Ultimately, the use of DMT appears to lead to increased activity in many different bodily processes, such as heart rate and cognition. Many posit that DMT is excreted by the pineal gland as a person nears death, and may account for much of the imagery experienced by persons who have had close encounters with death or have been clinically dead and been brought back to life.
What is DMT Traditional Use
Many forms of DMT have been found in use worldwide. In South America, for example, the ayahuasca vine and Anadenanthera peregrina (yopo) plant are used in tribal rituals and by a shaman to reach a higher level of consciousness. Ayahuasca is usually made into a tea-like brew from bark whereas yopo is typically smoked or snuffed (inhaled.)
DMT is also referred to as the following:
- Businessman’s Special
- Businessman’s Trip
- 45-minute Psychosis
- Ayahuasca (plant)
What is DMT Abuse?
DMT is not considered to be addictive, but some people an develop a psychological dependence on the the substance.
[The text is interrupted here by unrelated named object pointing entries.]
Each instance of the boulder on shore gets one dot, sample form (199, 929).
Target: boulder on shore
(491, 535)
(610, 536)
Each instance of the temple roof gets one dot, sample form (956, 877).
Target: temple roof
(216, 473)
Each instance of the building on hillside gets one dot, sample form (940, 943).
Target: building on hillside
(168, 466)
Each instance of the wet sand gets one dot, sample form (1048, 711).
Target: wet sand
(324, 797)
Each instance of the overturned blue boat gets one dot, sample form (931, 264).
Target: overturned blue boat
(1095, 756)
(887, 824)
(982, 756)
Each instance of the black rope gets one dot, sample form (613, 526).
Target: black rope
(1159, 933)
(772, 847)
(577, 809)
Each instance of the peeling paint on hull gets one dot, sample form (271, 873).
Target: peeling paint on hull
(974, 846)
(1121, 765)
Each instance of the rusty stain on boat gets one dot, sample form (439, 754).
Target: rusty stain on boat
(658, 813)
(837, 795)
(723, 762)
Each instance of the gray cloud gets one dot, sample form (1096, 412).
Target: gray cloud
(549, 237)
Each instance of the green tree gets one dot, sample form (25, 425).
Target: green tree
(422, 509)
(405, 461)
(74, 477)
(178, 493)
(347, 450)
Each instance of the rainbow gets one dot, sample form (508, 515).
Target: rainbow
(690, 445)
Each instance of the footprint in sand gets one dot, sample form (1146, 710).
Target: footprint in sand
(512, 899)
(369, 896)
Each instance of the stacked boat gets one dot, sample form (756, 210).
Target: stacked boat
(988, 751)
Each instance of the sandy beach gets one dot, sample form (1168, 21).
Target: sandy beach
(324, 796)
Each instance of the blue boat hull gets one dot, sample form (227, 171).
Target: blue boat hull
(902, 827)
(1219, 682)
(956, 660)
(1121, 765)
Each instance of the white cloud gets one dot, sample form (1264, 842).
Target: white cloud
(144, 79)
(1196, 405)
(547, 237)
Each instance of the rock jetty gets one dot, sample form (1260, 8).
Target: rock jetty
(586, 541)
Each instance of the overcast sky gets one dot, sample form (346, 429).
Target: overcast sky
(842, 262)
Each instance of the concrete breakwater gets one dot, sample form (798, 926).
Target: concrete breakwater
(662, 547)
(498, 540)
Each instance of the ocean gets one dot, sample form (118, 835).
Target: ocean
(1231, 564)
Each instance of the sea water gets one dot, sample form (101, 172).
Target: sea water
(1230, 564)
Signs of abuse include the following:
- Consuming more of the drug than intended or for a longer duration
- Failure to cut down on drug use despite attempts to quit
- Spending a significant amount of time obtaining and using a drug and recovering from
- it’s effects
- Intense drug cravings
- Neglect of important responsibilities associated with work, school or home due to drug use
- Using drugs despite social and interpersonal difficulties related to use
- Abandoning recreational and occupational activities in favor of drug use
- Using a drug in dangerous situations such as driving or operating machinery.
- Continued use of a drug despite physical or psychological problems that manifest or are excerbated by its use
- Development of a drug tolerance (increasing amounts are needed to achieve the desired effect)
- Evidence of dependence, such as withdrawal symptoms upon cessation
It is very difficult, if not impossible to overdose on DMT alone. Aside from possibly intravenous use, most methods require a user to continue consuming DMT long after the person would become too incapacitated to do so.
That said, DMT is potentially dangeorus when mixed with other psychoactives that act on serotonin levels in the brain. Too much can result in a condition called “serontonin syndrome”, which can be an absolutely terrifying experience and in some cases, fatal.
Options for Treatment of DMT Abuse
As noted, DMT “addiction” is uncommon. However, people who develop an abusive pattern of DMT should seek substance use treatment in our center through an inpatient or intensive outpatient program, or both.
Many people who abuse DMT also use other substances or may have co-occurring mental health conditions that need to be treated in conjunction to drug abuse.
Our inpatient center offers a residential facility where patients receive therapeutic services as needed around-the-clock for 30 days or longer. During a residential stay, patients participate in behahavior therapy, counseling, 12-step programs, and holistic activities such as yoga and meditation.
Outpatient programs do not require patients to stay at the facility, but rather, visit the center several times per weeks for individual and group therapy sessions. Instead, patients live at a private home or sober living environment while they continue treatment and gradually transition back to society.
After intensive addiction treatment has been completed, former patients can benefits from aftercare planning services and alumni activities that are structured to build team support and further the recovery process indefinitely.